Some stablecoins are centralized, but it's not a fundamental requirement of how they operate. Stabletokens such as DAI or Liquity are run without a central company. They cannot "rug" you because they're based on smart contracts.
They are often poorly regulated or unregulated entirely
Isn't that kind of the point?
so you have no reason to trust their claims
Smart contract code can be audited by anyone and trusted to run exactly as it's written.
They are, at best, pegging their value to a currency which is designed to lose 2-3% of its value per year due to inflation
Stablecoins aren't required to peg to any specific measure of value (I assume you're referring to US dollars?). There are stabletokens pegged to gold, for example, if you really want something like that.
Since US dollars work just fine for commerce, though, using a stabletoken that's pegged to US dollars works fine for commerce too.
That's just smoke and mirrors. If there was a "bank run" on a stable coin all of them would immediately collapse as there is nothing of real value backing them.
Anything of value is capable of losing its value under some circumstances, since value is assigned by humans. Obviously you pick and choose based on your use cases.
That's a cop-out to avoid discussing that none of the stable coins have anywhere close to the assets they claim to have and which would be necessary to peg the value.
You can examine the MakerDAO contract, for example, and see all of the assets they claim to have sitting right there under its control on the blockchain. You can see the contract logic behind how those assets enter and exit its control.
If you can't see how the snake bites its own tail here I can't really help you, but on-chain "assets" do nothing for a stable coin that needs to be secured by off-chain assets.
So basically you only "believe in" off-chain assets? That's fine, but it kind of removes you from any discussion of the details of blockchains. You've rejected their entire premise so why bother?

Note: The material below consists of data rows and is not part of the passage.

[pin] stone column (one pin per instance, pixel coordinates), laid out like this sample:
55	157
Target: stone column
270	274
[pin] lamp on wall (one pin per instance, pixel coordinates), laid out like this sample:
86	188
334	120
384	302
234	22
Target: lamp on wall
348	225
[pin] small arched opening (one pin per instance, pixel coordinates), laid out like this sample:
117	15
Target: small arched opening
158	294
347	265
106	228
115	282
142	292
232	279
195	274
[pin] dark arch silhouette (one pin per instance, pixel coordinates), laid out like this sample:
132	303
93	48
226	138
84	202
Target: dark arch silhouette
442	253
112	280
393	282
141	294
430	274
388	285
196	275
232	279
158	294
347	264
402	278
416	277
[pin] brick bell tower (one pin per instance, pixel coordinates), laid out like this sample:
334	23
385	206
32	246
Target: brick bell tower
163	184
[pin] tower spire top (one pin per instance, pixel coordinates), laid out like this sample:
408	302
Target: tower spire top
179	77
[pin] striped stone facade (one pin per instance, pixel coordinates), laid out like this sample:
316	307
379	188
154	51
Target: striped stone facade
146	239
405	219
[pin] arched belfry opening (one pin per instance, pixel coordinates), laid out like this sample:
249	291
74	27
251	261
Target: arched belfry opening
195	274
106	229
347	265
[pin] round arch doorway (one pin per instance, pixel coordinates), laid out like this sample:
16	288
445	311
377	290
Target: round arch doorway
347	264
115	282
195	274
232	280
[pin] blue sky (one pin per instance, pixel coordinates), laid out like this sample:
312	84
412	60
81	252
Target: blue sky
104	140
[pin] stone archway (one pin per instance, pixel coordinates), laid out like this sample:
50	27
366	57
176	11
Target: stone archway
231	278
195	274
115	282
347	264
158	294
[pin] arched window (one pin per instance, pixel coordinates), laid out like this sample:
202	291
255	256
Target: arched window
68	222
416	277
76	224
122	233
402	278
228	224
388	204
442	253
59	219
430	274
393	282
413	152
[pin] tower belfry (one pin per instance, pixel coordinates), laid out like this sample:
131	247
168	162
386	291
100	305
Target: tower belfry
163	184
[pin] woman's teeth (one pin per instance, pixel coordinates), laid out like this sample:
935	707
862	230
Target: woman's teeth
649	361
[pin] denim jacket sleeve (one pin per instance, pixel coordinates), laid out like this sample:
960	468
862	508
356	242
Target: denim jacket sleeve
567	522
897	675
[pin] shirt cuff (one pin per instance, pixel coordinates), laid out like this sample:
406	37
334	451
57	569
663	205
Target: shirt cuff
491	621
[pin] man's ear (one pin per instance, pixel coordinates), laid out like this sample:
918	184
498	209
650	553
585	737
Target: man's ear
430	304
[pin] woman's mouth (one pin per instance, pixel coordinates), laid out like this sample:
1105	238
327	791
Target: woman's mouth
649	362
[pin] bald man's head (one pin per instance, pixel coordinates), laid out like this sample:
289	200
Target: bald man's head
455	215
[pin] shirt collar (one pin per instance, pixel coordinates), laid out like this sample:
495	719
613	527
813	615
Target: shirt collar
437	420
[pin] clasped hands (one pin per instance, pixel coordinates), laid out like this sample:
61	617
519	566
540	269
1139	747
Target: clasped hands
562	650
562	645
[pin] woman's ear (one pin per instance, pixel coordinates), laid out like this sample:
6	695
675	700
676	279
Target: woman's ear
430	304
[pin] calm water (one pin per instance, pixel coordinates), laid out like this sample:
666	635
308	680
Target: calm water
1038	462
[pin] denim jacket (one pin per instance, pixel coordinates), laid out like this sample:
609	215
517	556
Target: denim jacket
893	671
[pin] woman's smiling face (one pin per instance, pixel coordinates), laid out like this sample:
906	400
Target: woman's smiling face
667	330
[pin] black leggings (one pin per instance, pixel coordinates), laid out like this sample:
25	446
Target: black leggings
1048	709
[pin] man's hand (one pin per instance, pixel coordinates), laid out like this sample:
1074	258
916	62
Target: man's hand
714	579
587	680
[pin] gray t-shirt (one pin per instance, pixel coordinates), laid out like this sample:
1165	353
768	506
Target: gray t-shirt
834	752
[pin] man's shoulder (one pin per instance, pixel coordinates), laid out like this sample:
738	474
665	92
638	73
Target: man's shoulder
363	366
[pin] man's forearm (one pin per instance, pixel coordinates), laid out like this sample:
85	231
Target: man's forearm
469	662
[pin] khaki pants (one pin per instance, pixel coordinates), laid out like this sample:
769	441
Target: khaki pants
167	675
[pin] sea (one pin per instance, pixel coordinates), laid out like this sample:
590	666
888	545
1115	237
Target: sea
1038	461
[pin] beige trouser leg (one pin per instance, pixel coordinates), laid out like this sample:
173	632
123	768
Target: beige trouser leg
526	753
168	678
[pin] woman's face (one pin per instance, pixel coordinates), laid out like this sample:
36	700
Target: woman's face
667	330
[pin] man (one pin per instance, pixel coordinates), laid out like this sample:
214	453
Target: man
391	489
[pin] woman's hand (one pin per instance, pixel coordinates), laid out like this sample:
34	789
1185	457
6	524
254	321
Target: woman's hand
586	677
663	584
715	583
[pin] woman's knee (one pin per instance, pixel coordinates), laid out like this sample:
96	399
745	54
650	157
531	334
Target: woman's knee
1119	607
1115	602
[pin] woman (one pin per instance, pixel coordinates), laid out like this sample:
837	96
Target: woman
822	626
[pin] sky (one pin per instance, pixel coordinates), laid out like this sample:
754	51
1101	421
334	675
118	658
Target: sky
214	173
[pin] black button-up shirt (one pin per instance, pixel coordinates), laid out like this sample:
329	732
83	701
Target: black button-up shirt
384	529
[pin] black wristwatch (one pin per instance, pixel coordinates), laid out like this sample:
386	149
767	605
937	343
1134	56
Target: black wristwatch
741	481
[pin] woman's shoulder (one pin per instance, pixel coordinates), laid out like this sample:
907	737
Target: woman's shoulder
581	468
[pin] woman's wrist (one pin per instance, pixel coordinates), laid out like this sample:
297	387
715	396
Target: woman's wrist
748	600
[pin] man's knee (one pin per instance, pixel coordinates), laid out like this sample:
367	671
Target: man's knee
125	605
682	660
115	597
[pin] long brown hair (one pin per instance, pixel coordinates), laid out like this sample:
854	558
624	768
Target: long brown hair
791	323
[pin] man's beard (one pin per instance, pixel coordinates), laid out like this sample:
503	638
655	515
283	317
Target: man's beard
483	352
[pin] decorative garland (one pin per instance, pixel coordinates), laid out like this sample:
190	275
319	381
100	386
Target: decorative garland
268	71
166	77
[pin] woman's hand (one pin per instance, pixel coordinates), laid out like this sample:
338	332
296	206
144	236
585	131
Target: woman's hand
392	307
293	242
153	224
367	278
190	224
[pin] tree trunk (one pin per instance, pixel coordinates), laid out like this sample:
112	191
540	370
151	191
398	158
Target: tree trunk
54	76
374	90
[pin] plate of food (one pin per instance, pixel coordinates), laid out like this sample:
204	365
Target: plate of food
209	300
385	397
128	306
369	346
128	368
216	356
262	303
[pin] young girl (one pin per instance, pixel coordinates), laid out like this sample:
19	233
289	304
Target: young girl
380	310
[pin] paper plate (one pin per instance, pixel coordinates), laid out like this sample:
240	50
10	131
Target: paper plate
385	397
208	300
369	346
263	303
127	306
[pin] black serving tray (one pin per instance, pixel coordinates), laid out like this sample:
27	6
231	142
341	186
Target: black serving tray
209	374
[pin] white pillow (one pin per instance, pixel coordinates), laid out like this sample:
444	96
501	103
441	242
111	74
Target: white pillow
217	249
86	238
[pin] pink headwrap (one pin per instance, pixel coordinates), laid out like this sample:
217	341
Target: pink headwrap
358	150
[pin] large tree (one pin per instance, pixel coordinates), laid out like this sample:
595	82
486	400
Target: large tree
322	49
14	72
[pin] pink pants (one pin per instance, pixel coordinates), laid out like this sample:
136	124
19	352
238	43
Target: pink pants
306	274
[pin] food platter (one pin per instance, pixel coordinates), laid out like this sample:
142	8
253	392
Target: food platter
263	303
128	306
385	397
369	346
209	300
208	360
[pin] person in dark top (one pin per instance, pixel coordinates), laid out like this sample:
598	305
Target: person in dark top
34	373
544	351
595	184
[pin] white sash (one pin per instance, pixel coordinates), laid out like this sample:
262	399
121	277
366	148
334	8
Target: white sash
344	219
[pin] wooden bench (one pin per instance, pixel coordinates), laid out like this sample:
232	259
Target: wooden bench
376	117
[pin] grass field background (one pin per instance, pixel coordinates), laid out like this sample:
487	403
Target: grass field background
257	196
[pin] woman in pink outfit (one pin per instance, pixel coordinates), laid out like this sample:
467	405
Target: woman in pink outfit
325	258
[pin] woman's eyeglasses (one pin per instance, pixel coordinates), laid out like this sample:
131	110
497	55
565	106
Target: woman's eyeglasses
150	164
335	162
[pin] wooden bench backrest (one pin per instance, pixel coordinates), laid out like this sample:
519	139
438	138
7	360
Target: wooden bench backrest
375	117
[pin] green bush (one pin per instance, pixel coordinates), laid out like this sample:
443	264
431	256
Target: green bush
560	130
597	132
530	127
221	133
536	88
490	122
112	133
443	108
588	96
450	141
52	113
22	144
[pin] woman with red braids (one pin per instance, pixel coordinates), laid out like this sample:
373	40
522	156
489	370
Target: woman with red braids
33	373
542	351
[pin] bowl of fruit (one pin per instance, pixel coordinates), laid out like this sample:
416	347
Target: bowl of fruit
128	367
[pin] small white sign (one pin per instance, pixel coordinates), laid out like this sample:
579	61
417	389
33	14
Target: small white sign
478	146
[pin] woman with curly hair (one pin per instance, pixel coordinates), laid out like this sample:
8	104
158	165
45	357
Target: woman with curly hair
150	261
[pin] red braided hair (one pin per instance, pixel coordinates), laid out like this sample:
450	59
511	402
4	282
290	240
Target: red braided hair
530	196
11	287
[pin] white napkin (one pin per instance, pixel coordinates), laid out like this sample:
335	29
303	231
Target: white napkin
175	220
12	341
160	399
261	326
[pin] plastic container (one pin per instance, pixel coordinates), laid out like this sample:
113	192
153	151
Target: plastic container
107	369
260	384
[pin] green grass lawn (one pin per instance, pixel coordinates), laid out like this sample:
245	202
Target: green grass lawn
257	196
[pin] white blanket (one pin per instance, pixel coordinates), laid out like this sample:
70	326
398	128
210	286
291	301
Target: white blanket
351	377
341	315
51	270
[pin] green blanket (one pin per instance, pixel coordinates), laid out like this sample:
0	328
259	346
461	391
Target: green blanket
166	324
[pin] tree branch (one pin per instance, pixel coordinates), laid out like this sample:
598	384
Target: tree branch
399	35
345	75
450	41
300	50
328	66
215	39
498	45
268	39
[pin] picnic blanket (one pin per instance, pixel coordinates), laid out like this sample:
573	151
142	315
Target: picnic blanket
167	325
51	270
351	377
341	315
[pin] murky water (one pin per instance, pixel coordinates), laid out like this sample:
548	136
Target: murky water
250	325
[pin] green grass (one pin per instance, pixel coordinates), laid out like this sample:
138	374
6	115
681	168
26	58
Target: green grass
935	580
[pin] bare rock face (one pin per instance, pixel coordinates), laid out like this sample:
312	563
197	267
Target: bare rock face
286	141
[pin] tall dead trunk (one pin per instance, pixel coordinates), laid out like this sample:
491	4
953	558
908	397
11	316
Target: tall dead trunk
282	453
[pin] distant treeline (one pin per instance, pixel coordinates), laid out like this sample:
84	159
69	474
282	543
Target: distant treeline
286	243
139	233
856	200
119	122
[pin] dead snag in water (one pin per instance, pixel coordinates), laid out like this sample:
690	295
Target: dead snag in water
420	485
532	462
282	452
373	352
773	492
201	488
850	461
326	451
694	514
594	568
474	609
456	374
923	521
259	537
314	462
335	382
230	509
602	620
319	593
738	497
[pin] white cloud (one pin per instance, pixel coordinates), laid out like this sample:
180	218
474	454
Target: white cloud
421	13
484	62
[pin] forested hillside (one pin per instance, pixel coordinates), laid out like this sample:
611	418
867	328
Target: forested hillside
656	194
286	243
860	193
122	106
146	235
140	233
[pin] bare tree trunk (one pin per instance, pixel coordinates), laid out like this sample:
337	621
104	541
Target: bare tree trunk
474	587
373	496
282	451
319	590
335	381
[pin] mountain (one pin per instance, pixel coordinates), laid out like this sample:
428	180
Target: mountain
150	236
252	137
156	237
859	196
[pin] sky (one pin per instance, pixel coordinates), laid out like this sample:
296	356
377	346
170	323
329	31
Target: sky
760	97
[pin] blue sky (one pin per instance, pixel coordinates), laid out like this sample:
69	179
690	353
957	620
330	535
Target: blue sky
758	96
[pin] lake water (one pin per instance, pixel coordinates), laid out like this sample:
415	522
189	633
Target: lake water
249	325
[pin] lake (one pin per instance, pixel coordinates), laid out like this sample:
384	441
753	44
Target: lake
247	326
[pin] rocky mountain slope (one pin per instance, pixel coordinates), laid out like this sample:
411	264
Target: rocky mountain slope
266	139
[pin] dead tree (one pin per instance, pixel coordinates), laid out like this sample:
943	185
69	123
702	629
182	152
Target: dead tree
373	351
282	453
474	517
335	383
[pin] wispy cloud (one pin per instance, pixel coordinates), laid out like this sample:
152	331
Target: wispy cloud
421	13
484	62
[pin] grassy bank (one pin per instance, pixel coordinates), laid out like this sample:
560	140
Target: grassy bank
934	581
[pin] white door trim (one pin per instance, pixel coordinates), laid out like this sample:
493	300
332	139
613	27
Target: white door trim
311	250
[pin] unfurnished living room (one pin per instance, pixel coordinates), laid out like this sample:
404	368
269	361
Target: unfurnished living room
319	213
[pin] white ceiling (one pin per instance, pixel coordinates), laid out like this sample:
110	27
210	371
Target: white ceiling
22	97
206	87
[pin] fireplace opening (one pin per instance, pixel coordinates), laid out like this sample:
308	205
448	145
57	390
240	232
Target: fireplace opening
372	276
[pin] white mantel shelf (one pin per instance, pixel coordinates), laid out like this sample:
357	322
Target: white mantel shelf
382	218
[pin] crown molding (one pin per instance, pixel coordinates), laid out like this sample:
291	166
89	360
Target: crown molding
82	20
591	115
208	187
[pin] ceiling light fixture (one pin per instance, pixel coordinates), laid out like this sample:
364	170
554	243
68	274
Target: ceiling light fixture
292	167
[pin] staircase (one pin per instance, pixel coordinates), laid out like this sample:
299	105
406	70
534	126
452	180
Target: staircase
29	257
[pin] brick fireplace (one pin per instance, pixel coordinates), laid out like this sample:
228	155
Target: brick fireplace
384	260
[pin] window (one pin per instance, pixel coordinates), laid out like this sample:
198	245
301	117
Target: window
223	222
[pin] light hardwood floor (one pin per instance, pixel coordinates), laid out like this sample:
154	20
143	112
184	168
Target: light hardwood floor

No, I am rejecting the notion of stable coins, which are by their own definition literal scams. But I am strongly suspecting that you are directly involved in such scams as you continue to muddle it with entirely unrelated issues just so to make it sound like this is a general problem and not a stable coin specific one.
No, I am rejecting the notion of stable coins, which are by their own definition literal scams.
By what definition is that?
That they can peg them to a currency like the USD. Unless you are the United States of America, that is literally impossible. But even if you discard that technical impossibility, none have even close to the assets required to even approximate a peg, so it is a scam both theoretically and practically.
Here's DAI's peg over time. Over the past year it's had a high point of $1.0012 and a low of $0.9979, neither extreme lasting more than a brief spike. Seems like a pretty good peg to me. The mechanism by which it maintains its peg is complex, but fully transparent since it happens entirely on-chain.
Here's LUSD, another similarly algorithmically-pegged stabletoken. It's smaller than DAI so it's a bit less stable, it had one spike this year where it went all the way up to $1.029. But the mechanism is much simpler so if you're having trouble understanding DAI it might be an easier place to start.
I have no problem understanding that scams need to look good for a while to attract victims...
Your first example is tax fraud if you hide it
Edit: it looks like you edited your post to state the guy repairing your bike is "your friend".
Noone is going to go after him if he just fixes your bike. But if he fixes the bike of his 1000 friends each month, they will go after him if he didn't declare it.
That may technically be true, but it's currently very normalized. Do we actually want to denormalize it? Should the government know about every trivial transaction?
Which jurisdiction are you referring to? GNU Taler isn't specific to any particular country or currency.